Fewer chips on the board = better board.
Start with a mature die process and design a complimentary internal bus architecture.
Join separate chips into System on Chip units as production and die processes mature.
Ok but look at this generation depending on the silicon spent on the future system it will tough to pack all this little cores together.
Anyway you're right Fewer chips on the board = better board.
But I was missing time yesterday night (had to go to bed working early in the morning
).
I think that implementing two gpu is non trivial.
If we look at how SLI/crossfire systems work right now, it looks clear that manufacturers won't be in a position to afford it:
two vram pools
twice the rop
etc.
How to deal with that and reduce the overheads?
I guess that where it can hurt in regard to R&D.
I guess that at some point the cpu provider and the gpu provider have to work together.
How it could look?
I don't know what is possible in regard to process/r&d cost etc..
I see two possibilities:
1) include most of the gpu fixed function hardware on the cpu as well as the memory controler, and your left with two coprocessors/chip
made mostly of shader cores.
2) Something that would looks more like what AMD could come with.

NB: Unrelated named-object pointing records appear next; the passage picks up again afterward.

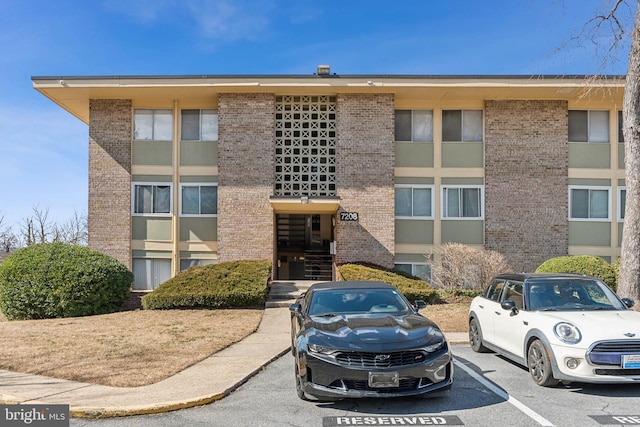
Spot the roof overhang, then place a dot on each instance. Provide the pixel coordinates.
(305, 205)
(73, 93)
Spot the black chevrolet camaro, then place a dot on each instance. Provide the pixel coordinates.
(364, 339)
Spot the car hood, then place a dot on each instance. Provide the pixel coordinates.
(600, 325)
(381, 332)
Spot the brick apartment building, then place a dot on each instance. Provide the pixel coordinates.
(314, 170)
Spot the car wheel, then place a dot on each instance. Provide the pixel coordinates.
(299, 391)
(540, 365)
(475, 337)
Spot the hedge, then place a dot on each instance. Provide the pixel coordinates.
(238, 284)
(52, 280)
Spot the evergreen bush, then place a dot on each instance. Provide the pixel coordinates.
(52, 280)
(582, 264)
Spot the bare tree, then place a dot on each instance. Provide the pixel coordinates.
(629, 279)
(8, 240)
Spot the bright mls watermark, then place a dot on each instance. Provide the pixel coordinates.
(34, 415)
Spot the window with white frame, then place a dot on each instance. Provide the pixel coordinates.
(589, 203)
(414, 125)
(199, 125)
(462, 126)
(421, 270)
(588, 126)
(198, 199)
(156, 125)
(620, 129)
(462, 202)
(151, 198)
(622, 202)
(191, 262)
(414, 201)
(149, 273)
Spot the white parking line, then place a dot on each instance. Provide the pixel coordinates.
(504, 395)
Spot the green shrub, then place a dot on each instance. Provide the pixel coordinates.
(52, 280)
(582, 264)
(412, 287)
(237, 284)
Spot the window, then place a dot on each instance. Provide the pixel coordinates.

could be made of only two chips:
1: CPU+shader cores 2: shader cores plus fixed functions hardware.
While the later might lend to a cheaper mobo design but I feel that the former good yield to better results and wouldn't cost that much
(always questionable when we speak of millions and millions of units...).
You could provide the CPU/GPU a huge bandwidth and use two fast serial lane to connect the two coprocessors to the cpu (gpu thread scheduler infact, think about a Y for the datapath)
If the main thread scheduler is on cpu it could make load balacing easier that having two (one on each die) trying to discuss.